In Malawi, Finding Ways to Improve Health.

Recently at Kamuzu Central, a tertiary care hospital in Malawi’s capital of Lilongwe, a patient died because she couldn’t get a blood transfusion. “They ran out of transfusion kits,” says Vadim Kogan (SPH’15). “She had her family there, ready to give blood, and they couldn’t do it.”
Kogan is a Global Health Corps fellow working with the Malawian Ministry of Health in the brand-new quality management department. Before arriving in Malawi, the second-poorest country in the world by per capita income, he says he expected the main issue would be funding: “There are definitely limited resources, but we’re seeing that when people have bad health outcomes it’s very much to do with organizational, structural problems.”
Hospitals—even Kamuzu, in the capital—run out of supplies and medicines, “but that money is allocated,” Kogan says. “It’s an issue with the supply chain.” Why doesn’t the hospital fix how it brings in supplies? “Here at Kamuzu they don’t have the time to talk to each other and figure out what’s going on, because there are too many patients coming through the door.” Why are so many people coming to a tertiary hospital, set up for specialized surgeries and some of the most advanced procedures in the country, for basic care? “People are avoiding the local clinics and the district hospitals,” Kogan says, “partly because some are only open 9 to 5, which is an issue with HR and accountability.”
That, he says, is why the country is excited about its new quality improvement effort, which began least year: “The hope is that this quality department will make things better without spending any more money.”
Kogan arrived in Malawi in August for his 13-month fellowship, just in time to help finish crafting the policy that defines the role of the Ministry of Health’s quality management director, and what quality management efforts are in store through 2030.
His focus is the creation of an HIV quality of care roadmap for the country through 2030. He says Malawi is actually doing better than the US in getting on track to meet the United Nations’ 90-90-90 goals (where 90 percent of people living with HIV will be diagnosed, 90 percent of those diagnosed will be receiving treatment, and 90 percent of those in treatment will have their viral load reduced to undetectable levels, by 2020). He is also working on a World Bank funding proposal for a maternal and child health quality improvement program.
Kogan is one of 20 Global Health Corps fellows in Malawi. Global Health Corps places adults under 30 years old from a variety of fields in high-impact health organizations around the world, focusing on how structural injustice creates health inequities.
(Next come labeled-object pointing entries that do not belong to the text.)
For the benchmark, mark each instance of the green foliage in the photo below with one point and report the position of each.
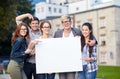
(9, 9)
(109, 72)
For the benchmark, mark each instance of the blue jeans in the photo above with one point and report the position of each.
(86, 75)
(43, 76)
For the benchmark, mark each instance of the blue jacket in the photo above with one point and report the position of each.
(18, 50)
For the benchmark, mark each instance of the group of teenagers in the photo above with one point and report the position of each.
(22, 63)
After training in the US, the fellows work in pairs, Kogan says, with one fellow in the pair coming from the country where they are working. Kogan is paired with Evelyn Sumani, a Malawian education officer who works on health and socioeconomic issues in her country. “That system was one of the reasons I was really excited about the program,” Kogan says. “It wasn’t just like, ‘Let’s find a local to help the American get used to the country.’ You’re working together, and you both have the skill set.”
The idea, Kogan says, is to build a community of young public health professionals from around the world, who will not only benefit from training and fellowship experience, but also maintain their connections. “Some of us will become ministers of health or members of parliament,” he says, as well as global health workers. “We’ll know each other and have worked with each other, and they’re hoping this creates an initiative for change and reform and development that is better and faster than what’s happening now.”
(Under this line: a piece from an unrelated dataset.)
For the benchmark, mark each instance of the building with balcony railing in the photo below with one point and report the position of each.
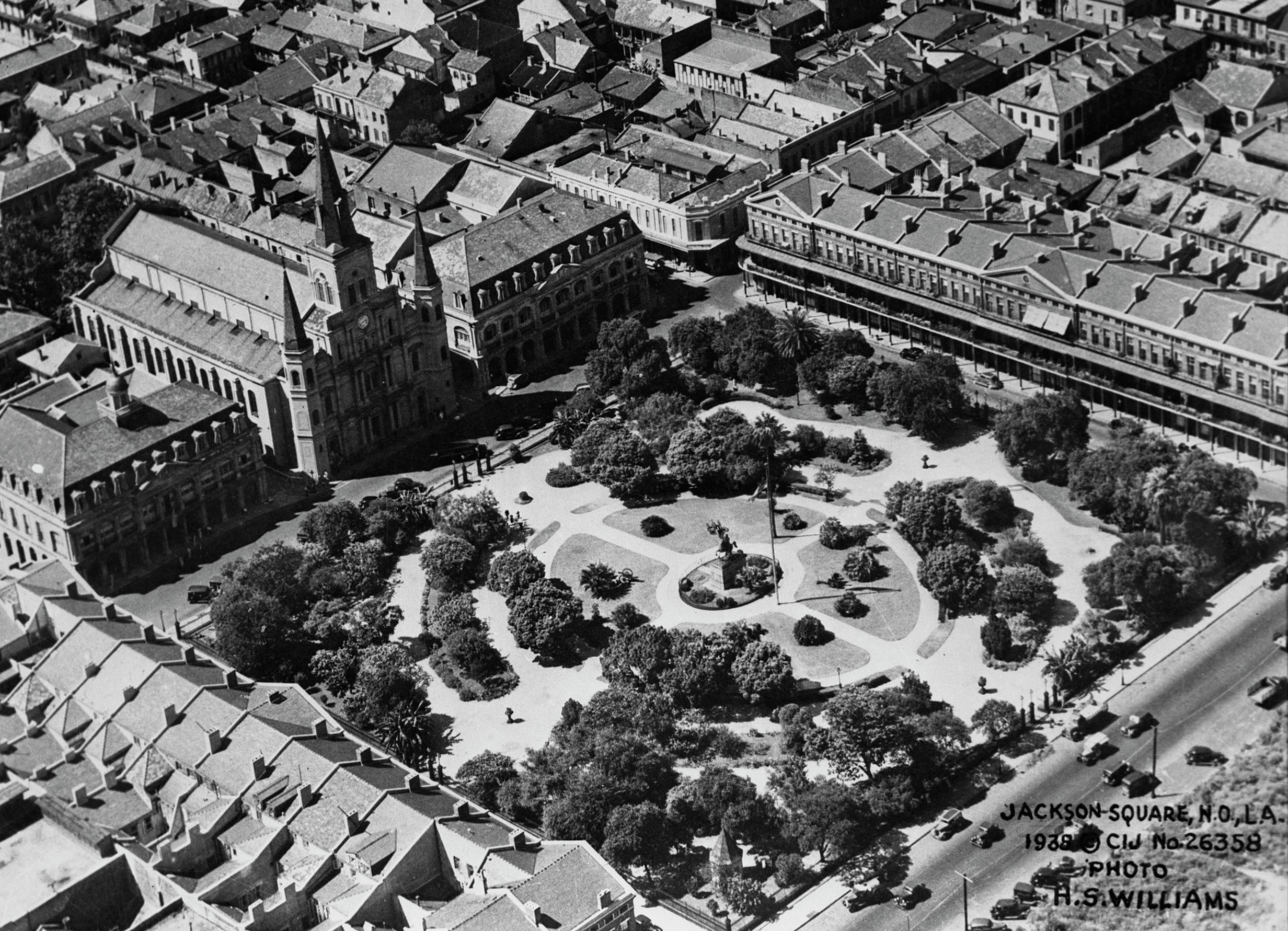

Kogan’s previous experience lines up particularly well for helping shape the new quality improvement program. “My entire public health work history has been in a new department or a new program or a new grant that didn’t exist before,” he says. His practicum was helping create a curriculum for a new grassroots activism training institute at the Zero TB Deaths Program at Harvard Medical School. After completing his MPH, he helped create an HIV training program for Boston HIV case managers at the Boston Public Health Commission. He had just landed in his current position at the Community Research Initiative of New England, coordinating the newly developed Tuberculosis Drug Assistance Program (TB DAP), when he found out he had been accepted for a fellowship with the Global Health Corps.
Kogan says he is hopeful about what the quality management department will be able to accomplish in Malawi. The country makes health a priority in its limited budget, and Kogan says health coverage is relatively high. “The health workers themselves are doing an amazing job,” he says. “They’re each doing the work of 10 people.”
Aid is actually the area where he is most worried. Kogan says whether the quality improvement policy he is helping craft will go into use and be effective depends on whether the Trump administration and Congress cut the US’s foreign aid, as has been threatened. Much of Malawi’s $500 million health budget comes from foreign aid, and in HIV care and prevention, Kogan says, the budget is 95 percent foreign aid, mostly from the US President’s Emergency Plan for AIDS Relief (PEPFAR). “It’s nerve-wracking,” he says.
“I didn’t think US development funding would be as impactful in countries like Malawi as it is,” he says. “I’m thinking a lot more about the impact of our policy on the most vulnerable, both domestically and abroad. I was already concerned, but now I’m really concerned.” Stretched by quality improvement, Kogan says, that aid can do so much.